Por que tantos pobres?


 

A menina pergunta entre todos, na grande sala de aula do Ana Jobim em Porto Alegre: “porque a gente é pobre?” Não esqueço esta pergunta seca e existencial. Eu tinha dezessete anos. “Contei na hora a historinha do navio, cheio de pessoas negras vindos da África para trabalhar de graça para plantar cana, cavar ouro e minérios e na indústria da cana e do café. Os donos compravam as pessoas oferecidas na praça e estas tinham que trabalhar dia e noite, sem salário e viviam nas varandas, onde ganhavam comida suficiente para trabalhar. Não tinha escola, não sabiam nem ler e escrever. Não podiam votar e não tinham terreno ou casa.  Morriam pobres e sem herança. Nem eles se conheciam. Assim por trezentos anos. E tem muitas histórias de lutas, fugas, mortes e castigos.
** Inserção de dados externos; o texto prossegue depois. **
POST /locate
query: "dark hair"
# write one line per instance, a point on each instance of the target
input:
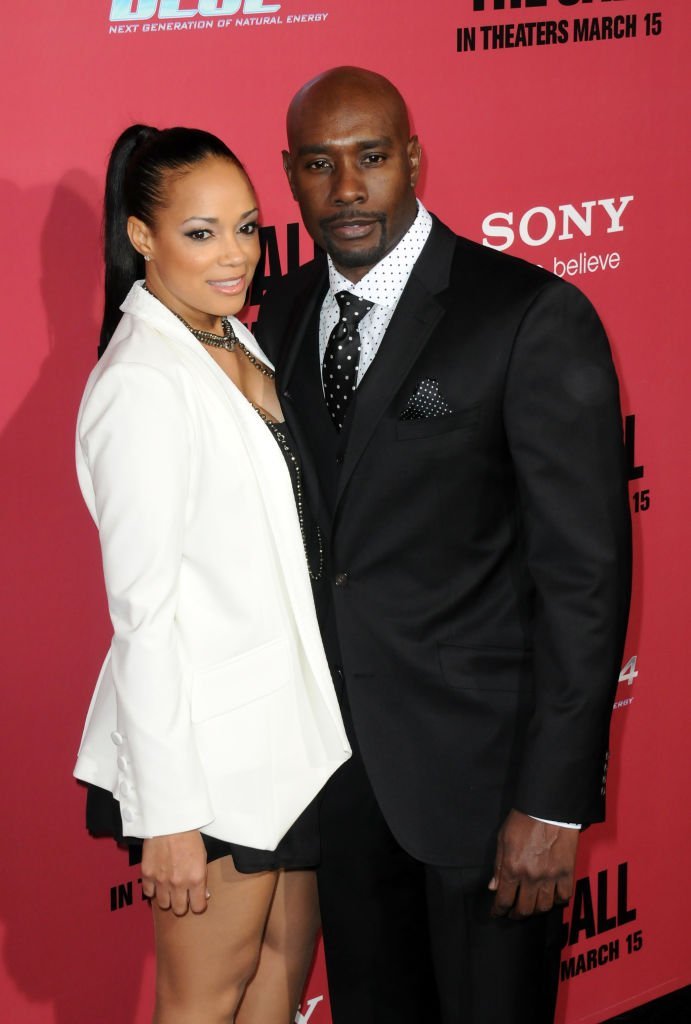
(135, 186)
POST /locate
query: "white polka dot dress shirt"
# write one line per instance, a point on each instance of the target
(383, 285)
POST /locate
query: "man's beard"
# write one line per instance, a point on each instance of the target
(347, 257)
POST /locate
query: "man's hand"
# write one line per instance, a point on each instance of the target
(174, 872)
(533, 867)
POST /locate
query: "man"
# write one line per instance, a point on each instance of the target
(458, 414)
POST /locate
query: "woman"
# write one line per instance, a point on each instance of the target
(214, 723)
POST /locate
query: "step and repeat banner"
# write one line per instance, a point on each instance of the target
(556, 130)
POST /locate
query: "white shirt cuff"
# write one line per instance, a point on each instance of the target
(562, 824)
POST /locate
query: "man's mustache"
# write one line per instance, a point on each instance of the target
(352, 217)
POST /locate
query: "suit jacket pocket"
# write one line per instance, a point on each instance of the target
(487, 669)
(463, 419)
(241, 680)
(490, 690)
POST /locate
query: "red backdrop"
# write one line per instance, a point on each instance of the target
(555, 128)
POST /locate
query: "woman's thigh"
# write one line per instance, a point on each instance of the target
(205, 961)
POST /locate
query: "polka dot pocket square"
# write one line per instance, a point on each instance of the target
(427, 401)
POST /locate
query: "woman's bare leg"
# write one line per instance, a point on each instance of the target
(273, 993)
(205, 961)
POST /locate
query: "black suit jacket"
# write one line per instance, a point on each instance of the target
(479, 561)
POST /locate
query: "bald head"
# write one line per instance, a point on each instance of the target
(343, 87)
(352, 166)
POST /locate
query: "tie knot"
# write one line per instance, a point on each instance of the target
(352, 308)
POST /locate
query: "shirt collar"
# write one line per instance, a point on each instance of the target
(385, 283)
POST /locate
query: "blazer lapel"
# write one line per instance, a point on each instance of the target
(417, 314)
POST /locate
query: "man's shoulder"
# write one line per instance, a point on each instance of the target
(304, 278)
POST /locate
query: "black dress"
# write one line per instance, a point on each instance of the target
(300, 846)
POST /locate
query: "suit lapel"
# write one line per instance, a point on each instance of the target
(417, 314)
(305, 308)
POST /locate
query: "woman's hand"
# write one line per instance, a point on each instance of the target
(174, 871)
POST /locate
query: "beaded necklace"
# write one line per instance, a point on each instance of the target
(229, 341)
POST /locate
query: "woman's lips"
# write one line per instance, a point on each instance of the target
(228, 286)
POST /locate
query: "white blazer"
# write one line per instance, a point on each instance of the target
(214, 708)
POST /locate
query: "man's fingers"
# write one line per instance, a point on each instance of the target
(545, 898)
(564, 889)
(505, 898)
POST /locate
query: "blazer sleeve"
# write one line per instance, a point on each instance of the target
(563, 425)
(137, 440)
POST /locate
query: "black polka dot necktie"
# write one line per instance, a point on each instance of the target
(341, 359)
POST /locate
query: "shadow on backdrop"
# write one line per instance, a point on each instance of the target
(62, 944)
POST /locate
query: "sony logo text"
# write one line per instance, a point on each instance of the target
(541, 223)
(141, 10)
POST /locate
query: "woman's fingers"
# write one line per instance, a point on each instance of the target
(174, 872)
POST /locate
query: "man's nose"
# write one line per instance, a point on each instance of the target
(348, 185)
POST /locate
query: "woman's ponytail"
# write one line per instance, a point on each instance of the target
(124, 264)
(140, 165)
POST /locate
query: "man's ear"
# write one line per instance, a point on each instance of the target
(414, 159)
(140, 236)
(288, 167)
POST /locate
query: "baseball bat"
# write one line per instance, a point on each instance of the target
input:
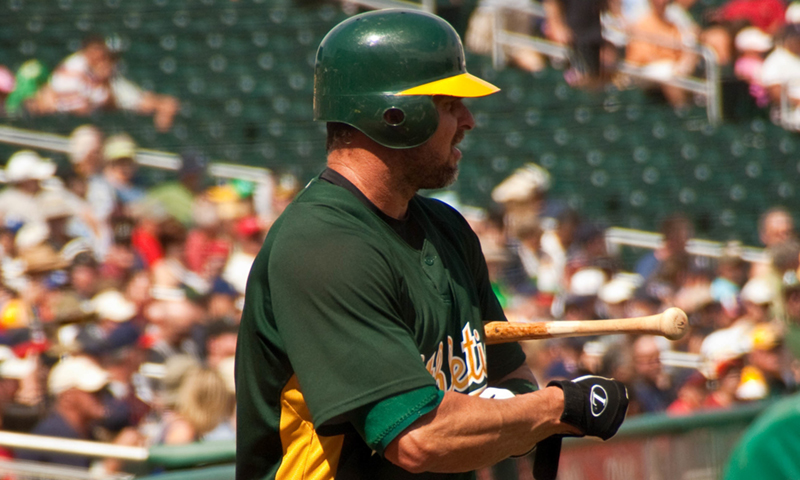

A metade do mundo é muito pobre hoje. Poucos tem demais e a maioria tem de menos ou nada. Continuo lendo sobre a escravidão de então e de hoje, aqui e no mundo. Quando terminou a escravidão pública que sustentava tudo, então abriram para vir imigrantes da Europa. E estes vieram sem nada e tiveram que se virar com tudo. Todos eram pobres. A Igreja então organiza escolas, comunidades, ambulatórios e até hospitais. Na década de sessenta passada, as crianças pobres não iam a escola porque não tinham registro civil, que custava vinte e cinco por cento do salário mínimo. Lembro das campanhas de registros civis de mais de trezentas crianças ou mais e encher escolas, tirando elas das ruas, e não tinha merenda escolar. A pobreza de hoje vem de longe. Hoje as guerras produzem violência e morte, pobreza e miséria. Produzem migrantes pelo mundo inteiro. A pergunta da criança de então continua na criança de hoje e sempre. A pobreza de hoje não começou lá atrás? E agora?